Read Local-first software: You own your data, in spite of the cloud by Ink & Switch (inkandswitch.com)

A new generation of collaborative software that allows users to retain ownership of their data.

I like this concept of “local-first software”.  This is a very comprehensive survey.

Foundational part of it are Conflict-free Replicated Data Types.  Can’t say I know a thing about the details, but they sound pretty good:

CRDTs emerged from academic computer science research in 2011. They are general-purpose data structures, like hash maps and lists, but the special thing about them is that they are multi-user from the ground up.

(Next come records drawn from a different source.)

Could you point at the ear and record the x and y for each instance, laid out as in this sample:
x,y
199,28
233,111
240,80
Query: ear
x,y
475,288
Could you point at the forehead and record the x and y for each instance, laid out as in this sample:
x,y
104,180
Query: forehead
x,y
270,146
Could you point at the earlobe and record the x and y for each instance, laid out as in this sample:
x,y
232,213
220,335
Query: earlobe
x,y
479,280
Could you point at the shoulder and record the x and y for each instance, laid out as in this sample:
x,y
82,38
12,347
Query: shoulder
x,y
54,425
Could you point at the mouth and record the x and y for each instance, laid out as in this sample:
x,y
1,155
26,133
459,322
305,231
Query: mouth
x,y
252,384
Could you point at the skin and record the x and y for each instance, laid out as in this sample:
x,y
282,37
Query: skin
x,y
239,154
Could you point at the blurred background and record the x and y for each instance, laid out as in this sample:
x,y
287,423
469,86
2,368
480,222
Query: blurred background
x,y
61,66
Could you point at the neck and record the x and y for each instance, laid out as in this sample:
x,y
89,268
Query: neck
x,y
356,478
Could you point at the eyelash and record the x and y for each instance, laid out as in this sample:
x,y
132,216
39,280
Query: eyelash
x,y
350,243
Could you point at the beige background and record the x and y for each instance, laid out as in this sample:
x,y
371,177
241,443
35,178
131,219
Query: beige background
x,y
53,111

Just as packet switching was an enabling technology for the Internet and the web, or as capacitive touchscreens were an enabling technology for smartphones, so we think CRDTs may be the foundation for collaborative software that gives users full ownership of their data.

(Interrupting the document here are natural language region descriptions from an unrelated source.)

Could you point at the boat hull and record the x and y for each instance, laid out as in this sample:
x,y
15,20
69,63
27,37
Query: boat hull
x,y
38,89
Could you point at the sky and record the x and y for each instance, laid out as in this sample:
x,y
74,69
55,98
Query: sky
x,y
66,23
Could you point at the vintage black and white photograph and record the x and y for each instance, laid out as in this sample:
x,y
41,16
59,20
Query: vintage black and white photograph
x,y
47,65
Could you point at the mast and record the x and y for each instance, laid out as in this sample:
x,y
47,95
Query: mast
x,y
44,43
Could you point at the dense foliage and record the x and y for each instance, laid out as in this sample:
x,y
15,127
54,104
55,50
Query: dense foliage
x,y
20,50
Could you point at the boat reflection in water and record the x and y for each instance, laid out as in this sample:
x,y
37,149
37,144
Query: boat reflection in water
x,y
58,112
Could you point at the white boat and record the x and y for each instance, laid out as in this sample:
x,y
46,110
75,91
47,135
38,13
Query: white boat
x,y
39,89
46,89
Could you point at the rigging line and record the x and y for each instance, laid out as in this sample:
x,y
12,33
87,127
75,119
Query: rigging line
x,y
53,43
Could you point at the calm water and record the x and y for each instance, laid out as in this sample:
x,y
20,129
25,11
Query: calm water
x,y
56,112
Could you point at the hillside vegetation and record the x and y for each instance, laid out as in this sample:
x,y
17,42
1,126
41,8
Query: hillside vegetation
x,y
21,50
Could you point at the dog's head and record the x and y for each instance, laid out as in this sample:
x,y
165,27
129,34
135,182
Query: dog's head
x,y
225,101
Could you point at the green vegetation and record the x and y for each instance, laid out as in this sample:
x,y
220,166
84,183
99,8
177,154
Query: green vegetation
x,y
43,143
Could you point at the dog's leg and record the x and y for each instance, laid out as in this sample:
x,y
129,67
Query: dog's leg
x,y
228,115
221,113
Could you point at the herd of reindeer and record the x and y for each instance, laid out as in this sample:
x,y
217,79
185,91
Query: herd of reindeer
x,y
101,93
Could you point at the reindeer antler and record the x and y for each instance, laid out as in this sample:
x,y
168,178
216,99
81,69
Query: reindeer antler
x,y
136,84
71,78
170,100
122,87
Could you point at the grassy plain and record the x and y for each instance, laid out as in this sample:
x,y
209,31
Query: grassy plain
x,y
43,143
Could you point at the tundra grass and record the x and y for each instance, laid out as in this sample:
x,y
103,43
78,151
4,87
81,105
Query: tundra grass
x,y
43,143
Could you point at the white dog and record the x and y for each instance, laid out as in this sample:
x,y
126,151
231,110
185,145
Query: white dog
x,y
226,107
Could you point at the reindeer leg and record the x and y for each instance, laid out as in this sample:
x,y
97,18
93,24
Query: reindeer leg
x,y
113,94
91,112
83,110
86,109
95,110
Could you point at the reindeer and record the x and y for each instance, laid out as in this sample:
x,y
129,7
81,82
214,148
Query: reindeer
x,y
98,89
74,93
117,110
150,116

Quoted Into the Personal-Website-Verse by Matthias Ott (Matthias Ott – User Experience Designer)

Also, don’t hesitate to write about little ideas and observations that might seem too small or unimportant to share. We all have our unique perspectives and even the smallest experience is worth sharing.

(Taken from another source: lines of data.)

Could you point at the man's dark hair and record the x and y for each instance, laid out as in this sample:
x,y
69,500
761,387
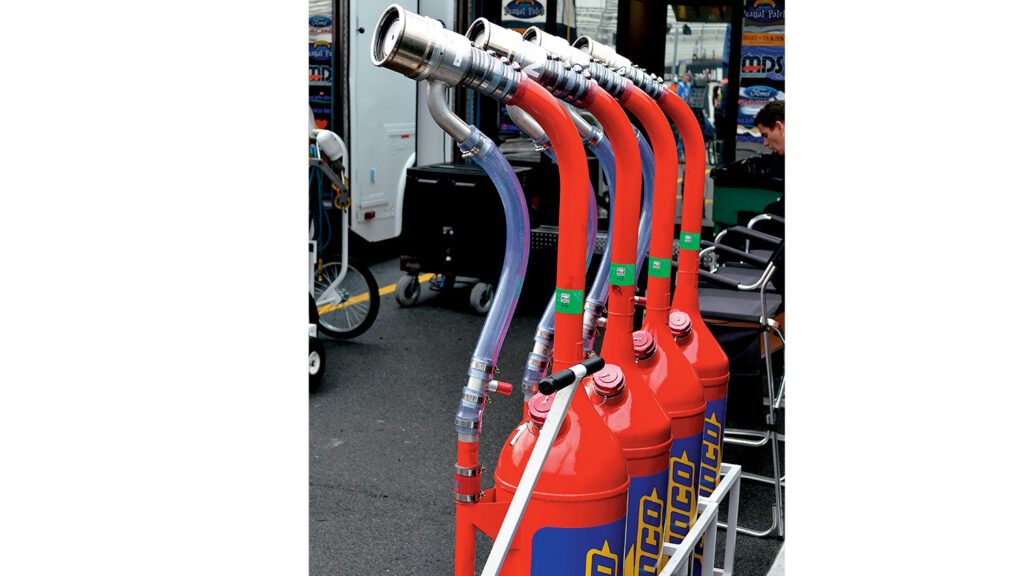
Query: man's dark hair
x,y
770,114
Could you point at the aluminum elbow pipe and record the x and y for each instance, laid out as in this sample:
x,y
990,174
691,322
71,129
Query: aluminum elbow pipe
x,y
529,126
442,115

This is so true.  Everyone brings a different perspective.  The view of someone completely new to a topic always shines new light.
Thinking about privacy, and what we choose to reveal and not reveal on online, following the session in Utrecht.  It made me remember ‘gevulot’ from the book The Quantum Thief.

Gevulot is a form of privacy practised in the Oubliette. It involved complex cryptography and the exchange of public and private keys, to ensure that individuals only shared that information or sensory data that they wished to. Gevulot was disabled in agoras.

Gevulot comes from Hebrew meaning “boundary”.

https://exomemory.fandom.com/wiki/Gevulot

Listened to Episode 14 – Once a Quarter by David ShanskeDavid Shanske from david.shanske.com

Our first episode since January. David Shanske and Chris Aldrich get caught up on some recent IndieWebCamps, an article about IndieWeb in The New Yorker, changes within WordPress, and upcoming events.

GWG: “If you’re not there, it isn’t raining”

Came for the IndieWeb.   Stayed for the poetry.

(Learned about some nice new features in IndieWeb WordPress too – including On This Day posts, and being able to have a feed where you exclude certain post types.)